REVIEW YOUR BUDGET. Make a list of your monthly income, your monthly and periodic living expenses and your debt payments. Review your budget for any expense savings then determine how much you can generate towards debt repayment each month. Be realistic. Long term success of any debt management plan means having a workable plan at the start.
SET GOALS. If you already have debts, set some goals for getting them paid off. A good debt management plan (either with a credit counselling agency or on your own) will have a defined time period after which your debts will be eliminated or at least reduced to a level at which you consider appropriate for your circumstances. For example, your first goal may be to reduce all of your credit card and other unsecured debts to zero within three years, leaving only your mortgage which you will then have a second goal to reduce over a longer period. Make your goals realistic but be sure you understand exactly what those goals are and how you will achieve them.

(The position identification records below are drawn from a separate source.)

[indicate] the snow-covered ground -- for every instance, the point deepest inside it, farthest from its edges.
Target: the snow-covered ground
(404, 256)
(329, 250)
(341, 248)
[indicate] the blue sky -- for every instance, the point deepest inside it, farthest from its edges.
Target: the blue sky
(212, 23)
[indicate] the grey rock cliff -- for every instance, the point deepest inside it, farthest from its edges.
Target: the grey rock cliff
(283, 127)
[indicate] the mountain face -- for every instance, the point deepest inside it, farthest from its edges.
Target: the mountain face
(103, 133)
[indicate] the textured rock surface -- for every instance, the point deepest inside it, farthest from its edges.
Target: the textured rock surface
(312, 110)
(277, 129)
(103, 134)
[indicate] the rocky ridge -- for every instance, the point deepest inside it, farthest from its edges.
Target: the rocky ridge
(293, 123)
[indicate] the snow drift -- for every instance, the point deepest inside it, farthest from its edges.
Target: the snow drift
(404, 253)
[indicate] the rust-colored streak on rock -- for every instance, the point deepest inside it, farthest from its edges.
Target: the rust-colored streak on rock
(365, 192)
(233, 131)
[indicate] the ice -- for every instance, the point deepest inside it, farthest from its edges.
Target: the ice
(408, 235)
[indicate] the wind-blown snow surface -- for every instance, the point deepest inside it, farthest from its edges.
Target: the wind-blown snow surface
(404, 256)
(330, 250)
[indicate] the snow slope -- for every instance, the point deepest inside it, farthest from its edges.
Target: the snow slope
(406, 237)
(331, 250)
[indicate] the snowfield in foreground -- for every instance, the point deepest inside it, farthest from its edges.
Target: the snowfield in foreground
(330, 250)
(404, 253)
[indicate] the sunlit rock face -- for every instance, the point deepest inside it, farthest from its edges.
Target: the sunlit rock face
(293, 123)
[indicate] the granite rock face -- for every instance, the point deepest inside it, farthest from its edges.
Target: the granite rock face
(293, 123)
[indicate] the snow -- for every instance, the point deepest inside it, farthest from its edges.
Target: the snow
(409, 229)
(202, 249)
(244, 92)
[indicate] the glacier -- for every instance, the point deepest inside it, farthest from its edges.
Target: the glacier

MAKE YOUR PAYMENTS. If paying down your debt on your own, pay all your bills on time. Whenever possible make an extra payment. Paying down your debt faster will reduce your interest costs and get you out of debt sooner. If you can’t make a payment contact your creditors or a credit counsellor right away to make alternate arrangements.
Start Your Debt Management Today
We all use debt at one time or another. The key is to use it wisely. Good debt management is mostly about your own ability to focus on paying your bills on time and reducing your dependence on debt for everyday living. Credit should be used for convenience and planned purchases. Determine how much debt you are comfortable with and for what purpose. Typically, debt payments should not exceed 20% of your net income. Once you reduce your debts, keep them under control.
Get started today on building your healthy debt management skills. Develop a personal budget and begin to reduce your debt. If your household budgeting plan shows you have more debts than you can pay on your own, start learning about the different options for dealing with your debt.